The Fredensbro is a vessel owned by A/S Det Oeversoiske Compagnie, a Danish corporation. John Kelly, Limited, a corporation of Great Britain and Ireland, the libelant, entered into a contract of charter party in writing dated September 24, 1926, wherein the respondent corporation agreed to load upon the steamship Fredensbro at the port of Philadelphia, and deliver at Belfast, Ireland, a cargo of coal, freight to be paid, at the rate of 25 shillings per ton of 20 hundred weight, "in cash in London on completion of loading, without discount, and not to be returnable if ship lost on passage."
The libel sets out the loading and shipment on October 27, 1926, upon the Fredensbro at Philadelphia of 3,972 tons of coal and the payment of freight in cash in London on completion of the loading in the sum of £4,965. It is averred that the Fredensbro on the same day was in collision with the steamship Manchester Shipper in the Delaware river, and as a result the Fredensbro sank, *984 resulting in the loss of a part of the cargo of coal and severe damage to the balance of the cargo, resulting in a total loss of the value of the cargo, subject to salvage. The libelant claims a return of the freight moneys paid in the total sum of $24,162.17.
The Fredensbro, having been raised, was attached by process of foreign attachment. The master of the vessel, Jens Martin Olsen, specially appearing, without admitting the jurisdiction of the court, filed a claim as bailee of the vessel, and proctors for the claimant and the respondent entered a special appearance, for the sole purpose of questioning the jurisdiction of the court, and filed exceptions to the libel.
The first ground of exception is that, the plaintiff and respondent being corporations of Great Britain and of Denmark, respectively, and neither a resident nor citizen of the United States, and no facts being set forth showing that the parties cannot settle their difficulties in their own courts, this court should not take jurisdiction. The suit is brought upon a charter party, a maritime contract. The action is in personam and in rem. The Fredensbro is, or was at the time of the filing of the libel, and at the time of the attachment, within the jurisdiction of this court.
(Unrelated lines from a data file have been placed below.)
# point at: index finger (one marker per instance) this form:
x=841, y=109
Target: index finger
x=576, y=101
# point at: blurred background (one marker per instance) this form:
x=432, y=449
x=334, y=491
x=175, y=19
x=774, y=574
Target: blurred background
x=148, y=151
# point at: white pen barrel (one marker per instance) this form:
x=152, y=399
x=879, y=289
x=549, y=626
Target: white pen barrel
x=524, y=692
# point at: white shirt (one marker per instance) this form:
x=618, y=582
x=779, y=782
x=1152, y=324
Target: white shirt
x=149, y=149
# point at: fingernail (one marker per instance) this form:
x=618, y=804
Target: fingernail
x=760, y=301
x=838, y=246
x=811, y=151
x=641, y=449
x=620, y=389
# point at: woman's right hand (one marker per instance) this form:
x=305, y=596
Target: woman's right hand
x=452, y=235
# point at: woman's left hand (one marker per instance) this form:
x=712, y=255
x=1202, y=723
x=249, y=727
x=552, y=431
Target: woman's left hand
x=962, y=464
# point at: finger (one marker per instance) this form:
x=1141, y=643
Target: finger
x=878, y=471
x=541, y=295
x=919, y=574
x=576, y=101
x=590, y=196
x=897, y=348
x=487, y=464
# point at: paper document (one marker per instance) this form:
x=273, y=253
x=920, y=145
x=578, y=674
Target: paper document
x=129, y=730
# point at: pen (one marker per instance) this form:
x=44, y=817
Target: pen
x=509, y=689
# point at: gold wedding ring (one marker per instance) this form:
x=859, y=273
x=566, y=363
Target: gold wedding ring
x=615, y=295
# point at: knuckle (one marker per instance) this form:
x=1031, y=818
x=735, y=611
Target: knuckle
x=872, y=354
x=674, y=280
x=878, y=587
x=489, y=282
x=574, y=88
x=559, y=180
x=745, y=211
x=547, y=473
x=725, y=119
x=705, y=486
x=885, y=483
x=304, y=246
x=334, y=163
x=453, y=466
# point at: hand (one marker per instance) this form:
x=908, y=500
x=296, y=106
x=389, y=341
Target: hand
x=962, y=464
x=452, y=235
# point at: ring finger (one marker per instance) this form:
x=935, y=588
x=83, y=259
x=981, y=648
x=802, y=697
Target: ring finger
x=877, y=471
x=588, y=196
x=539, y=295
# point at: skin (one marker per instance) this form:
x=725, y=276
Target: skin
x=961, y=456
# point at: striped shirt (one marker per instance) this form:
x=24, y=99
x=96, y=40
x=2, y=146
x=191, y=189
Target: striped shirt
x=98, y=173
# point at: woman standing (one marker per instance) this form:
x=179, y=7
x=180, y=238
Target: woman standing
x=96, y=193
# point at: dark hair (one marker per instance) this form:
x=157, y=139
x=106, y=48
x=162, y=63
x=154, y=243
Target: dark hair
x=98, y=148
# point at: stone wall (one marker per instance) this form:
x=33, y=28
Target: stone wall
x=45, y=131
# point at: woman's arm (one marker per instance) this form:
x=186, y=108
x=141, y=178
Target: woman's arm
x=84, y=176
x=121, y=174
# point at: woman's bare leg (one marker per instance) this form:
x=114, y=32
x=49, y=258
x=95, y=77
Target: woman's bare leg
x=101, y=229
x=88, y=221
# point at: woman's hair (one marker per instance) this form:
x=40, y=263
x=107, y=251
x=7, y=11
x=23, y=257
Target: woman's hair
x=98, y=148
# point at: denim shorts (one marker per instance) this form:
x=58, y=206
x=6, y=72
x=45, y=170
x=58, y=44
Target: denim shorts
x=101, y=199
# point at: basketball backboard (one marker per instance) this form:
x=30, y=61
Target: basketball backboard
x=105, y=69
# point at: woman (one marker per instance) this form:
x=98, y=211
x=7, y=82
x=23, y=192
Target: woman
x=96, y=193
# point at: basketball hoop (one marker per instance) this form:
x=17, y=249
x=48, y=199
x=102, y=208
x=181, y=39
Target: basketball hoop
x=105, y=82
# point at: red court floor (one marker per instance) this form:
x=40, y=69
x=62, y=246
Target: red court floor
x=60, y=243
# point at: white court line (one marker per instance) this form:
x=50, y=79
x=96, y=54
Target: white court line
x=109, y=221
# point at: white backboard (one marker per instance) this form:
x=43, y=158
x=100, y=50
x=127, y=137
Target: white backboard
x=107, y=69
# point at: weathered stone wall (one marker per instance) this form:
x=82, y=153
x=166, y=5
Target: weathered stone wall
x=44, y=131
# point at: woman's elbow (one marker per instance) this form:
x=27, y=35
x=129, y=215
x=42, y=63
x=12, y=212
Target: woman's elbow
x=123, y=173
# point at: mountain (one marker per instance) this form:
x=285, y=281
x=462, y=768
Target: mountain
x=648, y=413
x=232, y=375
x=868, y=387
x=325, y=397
Unless the exceptants' contention that a libel in rem will not lie for recovery of freight money is sound, the ruling of Mr. Justice Story in The Jerusalem, 2 Gall. 191, Fed. Cas. No. 7,293, justifies the court in the exercise of its discretion in taking jurisdiction of the suit. In citing the above case in The Belgenländ, 114 U.S. 355, 366, 5 S. Ct. 860, 865 (29 L. Ed. 152) Mr. Justice Bradley said:
"In this case Justice Story examined the subject very fully, and came to the conclusion that, wherever there is a maritime lien on the ship, an admiralty court can take jurisdiction on the principle of the civil law that in proceedings in rem the proper forum is the locus rei sitæ. He added: `With reference, therefore, to what may be deemed the public law of Europe, a proceeding in rem may well be maintained in our courts, where the property of a foreigner is within our jurisdiction. Nor am I able to perceive how the exercise of such judicial authority clashes with any principles of public policy.' That, as we have seen, was a case of bottomry, and Justice Story, in answer to the objection that the contract might have been entered into in reference to the foreign law, after showing that such law might be proven here, said: `In respect to maritime contracts, there is still less reason to decline the jurisdiction, for in almost all civilized countries these are in general substantially governed by the same rules.'"
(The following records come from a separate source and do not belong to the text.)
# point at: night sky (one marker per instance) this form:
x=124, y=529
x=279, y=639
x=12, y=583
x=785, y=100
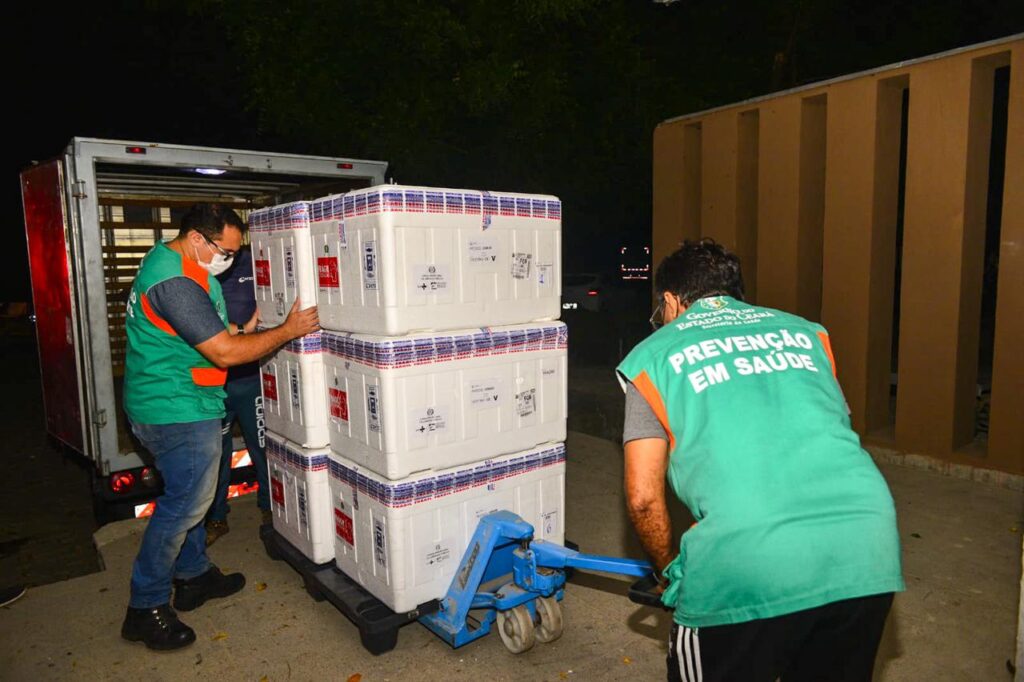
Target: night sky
x=556, y=95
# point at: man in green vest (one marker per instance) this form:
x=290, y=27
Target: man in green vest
x=179, y=346
x=792, y=564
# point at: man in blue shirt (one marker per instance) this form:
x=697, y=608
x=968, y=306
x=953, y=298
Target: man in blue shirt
x=244, y=401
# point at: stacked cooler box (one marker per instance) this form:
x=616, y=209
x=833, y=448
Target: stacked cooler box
x=442, y=378
x=294, y=407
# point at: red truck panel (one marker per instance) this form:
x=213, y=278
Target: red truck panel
x=45, y=219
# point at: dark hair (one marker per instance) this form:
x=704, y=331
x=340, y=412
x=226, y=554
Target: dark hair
x=210, y=220
x=697, y=269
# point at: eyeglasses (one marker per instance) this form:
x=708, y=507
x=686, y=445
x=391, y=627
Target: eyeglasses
x=657, y=317
x=226, y=253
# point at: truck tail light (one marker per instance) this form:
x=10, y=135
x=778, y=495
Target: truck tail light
x=123, y=481
x=148, y=477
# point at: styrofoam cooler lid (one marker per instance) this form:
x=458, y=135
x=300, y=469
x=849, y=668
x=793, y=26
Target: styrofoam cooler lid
x=310, y=343
x=431, y=347
x=283, y=216
x=437, y=483
x=312, y=459
x=407, y=199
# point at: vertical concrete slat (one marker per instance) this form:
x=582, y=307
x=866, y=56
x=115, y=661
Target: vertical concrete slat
x=847, y=245
x=668, y=212
x=1006, y=435
x=747, y=199
x=778, y=203
x=812, y=182
x=943, y=239
x=718, y=178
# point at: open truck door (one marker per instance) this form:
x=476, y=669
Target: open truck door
x=47, y=232
x=90, y=216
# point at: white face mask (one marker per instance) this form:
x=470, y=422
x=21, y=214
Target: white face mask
x=219, y=263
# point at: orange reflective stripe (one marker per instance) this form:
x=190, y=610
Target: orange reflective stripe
x=824, y=342
x=152, y=315
x=209, y=376
x=649, y=393
x=192, y=269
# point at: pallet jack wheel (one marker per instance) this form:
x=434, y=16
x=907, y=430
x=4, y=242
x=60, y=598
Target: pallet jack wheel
x=516, y=629
x=312, y=591
x=549, y=619
x=272, y=552
x=379, y=643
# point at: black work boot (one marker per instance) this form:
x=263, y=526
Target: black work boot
x=159, y=628
x=194, y=592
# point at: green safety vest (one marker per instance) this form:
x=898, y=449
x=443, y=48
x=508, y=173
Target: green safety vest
x=791, y=511
x=166, y=380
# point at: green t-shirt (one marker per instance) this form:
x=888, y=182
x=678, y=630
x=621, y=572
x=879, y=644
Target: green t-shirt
x=792, y=512
x=166, y=380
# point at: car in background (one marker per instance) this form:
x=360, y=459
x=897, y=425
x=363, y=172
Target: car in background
x=582, y=292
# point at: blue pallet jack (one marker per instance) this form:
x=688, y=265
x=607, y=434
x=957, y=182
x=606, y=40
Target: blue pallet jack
x=505, y=577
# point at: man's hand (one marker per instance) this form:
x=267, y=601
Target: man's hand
x=227, y=350
x=646, y=462
x=300, y=323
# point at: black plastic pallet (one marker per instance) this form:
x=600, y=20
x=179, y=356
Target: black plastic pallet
x=378, y=625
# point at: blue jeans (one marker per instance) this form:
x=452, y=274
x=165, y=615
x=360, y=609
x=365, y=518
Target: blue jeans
x=245, y=402
x=174, y=542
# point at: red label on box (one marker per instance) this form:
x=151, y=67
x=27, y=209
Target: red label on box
x=343, y=526
x=339, y=405
x=278, y=492
x=262, y=273
x=269, y=387
x=327, y=271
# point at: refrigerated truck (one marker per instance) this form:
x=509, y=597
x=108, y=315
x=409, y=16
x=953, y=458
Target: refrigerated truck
x=90, y=215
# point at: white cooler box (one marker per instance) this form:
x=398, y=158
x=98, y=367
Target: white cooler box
x=283, y=261
x=403, y=540
x=294, y=397
x=300, y=497
x=393, y=259
x=403, y=405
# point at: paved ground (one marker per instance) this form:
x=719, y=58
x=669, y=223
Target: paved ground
x=956, y=622
x=46, y=521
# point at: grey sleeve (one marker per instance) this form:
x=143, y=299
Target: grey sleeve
x=640, y=421
x=186, y=308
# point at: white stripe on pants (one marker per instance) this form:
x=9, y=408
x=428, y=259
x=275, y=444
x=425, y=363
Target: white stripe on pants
x=688, y=654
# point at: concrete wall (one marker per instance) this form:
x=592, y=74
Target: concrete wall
x=804, y=185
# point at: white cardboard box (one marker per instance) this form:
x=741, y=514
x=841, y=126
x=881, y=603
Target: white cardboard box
x=300, y=497
x=433, y=400
x=283, y=261
x=403, y=540
x=294, y=396
x=393, y=259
In addition to the presence of the vessel within the jurisdiction, there is the further circumstance that, as a result of the collision between the Fredensbro and the Manchester Shipper, the owners of the latter and the owners of the cargo of the Fredensbro have libeled the Fredensbro, and testimony of witnesses has been and is being taken in those cases within this district. The parties are of different nationality, have no common forum, and the testimony taken may be pertinent to the instant suit.
It is the contention of the exceptants that a suit in rem will not lie for the return of freight money paid in advance under the terms of the charter party. The facts set out in the libel are not similar to those in Israel v. Moore & McCormack Co. (D. C.) 295 F. 919, cited by the exceptants. There the libelant had voluntarily paid the entire freight money for a cargo, part of which, unknown to the shipper had been jettisoned during the voyage. Under those circumstances Judge Hand held that, if the libelant was entitled to recover at all, it was by an action at law in quasi contract. Neither is the exceptants' contention supported by The Pennsylvania (C. C. A.) 154 F. 9, where the suit was not upon a charter party, but upon a contract of the charterer of a vessel for the transportation of passengers, and for conducting a school on the ship, in which the ordinary subjects studied by the boys and fitting them for college should be taught. The libel was dismissed, because the contract was not purely maritime, but of a mixed nature.
A second subject of exception is that, while it appears that the libel is brought on a charter party, the charter party is not set out in the libel, and no copy is annexed. A copy is attached to exceptive allegations of Olsen, which, it is not disputed by the libelant, is a true copy. While the better practice is, where a cause of action is based upon a written contract, to set out the contract in full, the libel will not be dismissed upon that ground, for the libel may be amended on motion at any time before final decree under admiralty rule 23.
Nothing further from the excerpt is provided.